FSCN1 is a 55-kDa globular protein that organizes F-actin into well-ordered, tightly packed parallel bundles in cells. Vertebrate genomes encode 3 forms of FSCN: FSCN1, which is widely expressed by mesenchymal tissues and in the nervous system; FSCN2, which is expressed by retinal photoreceptor cells; and FSCN3, which is testis specific.29 FSCN1 contributes to the organization of 2 major forms of actin-based structures: cortical cell protrusions that mediate cell interactions and migration, and cytoplasmic microfilament bundles that contribute to cell architecture and intracellular movements. Many of the studies described above demonstrate how closely the formation of FSCN1-containing protrusions is linked with the activation of cell migration by physiological stimuli. Two new biological contexts where FSCN1 participates in motility and invasion have recently emerged: the movement of intracellular pathogenic bacteria and the clinical aggressiveness of human carcinomas. With the exception of the basal layer of the epidermis, FSCN1 has not been reported in normal adult epithelia. During mouse development, the equivalent epithelia are also FSCN1 negative.29 A recent burst of publications have indicated that upregulated FSCN1 protein was observed in human carcinomas from many body sites. In studies of NSCLC and gastric adenocarcinoma, high FSCN1 expression within the tumor correlated with poor survival.30, 31 Increased FSCN1 content has also been documented in other invasive tumor types such as high-grade astrocytoma.32 In ESCC, FSCN1 protein was usually increased in the tumor when compared to normal epithelium, and FSCN1 overexpression was significantly associated with poor prognosis.33 These data implicate FSCN1 in the progression to an invasive phenotype and raise the possibility that FSCN1 could be of value as a novel prognostic marker for early identification of aggressive carcinomas.
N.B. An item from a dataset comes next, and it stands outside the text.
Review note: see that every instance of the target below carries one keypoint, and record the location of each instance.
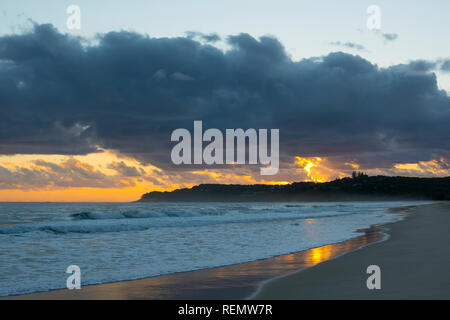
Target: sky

The control of FSCN1 expression in epithelial neoplasmas has not been described. This is the first study to show that miR-145 and miR-133a/b directly regulate FSCN1 and contribute to cellular proliferation and invasion in ESCC. The miRNA expression signature and identification of candidate target genes may provide an understanding of potential carcinogenic mechanisms in ESCC. These findings have therapeutic implications and may be exploited for future treatment of ESCC.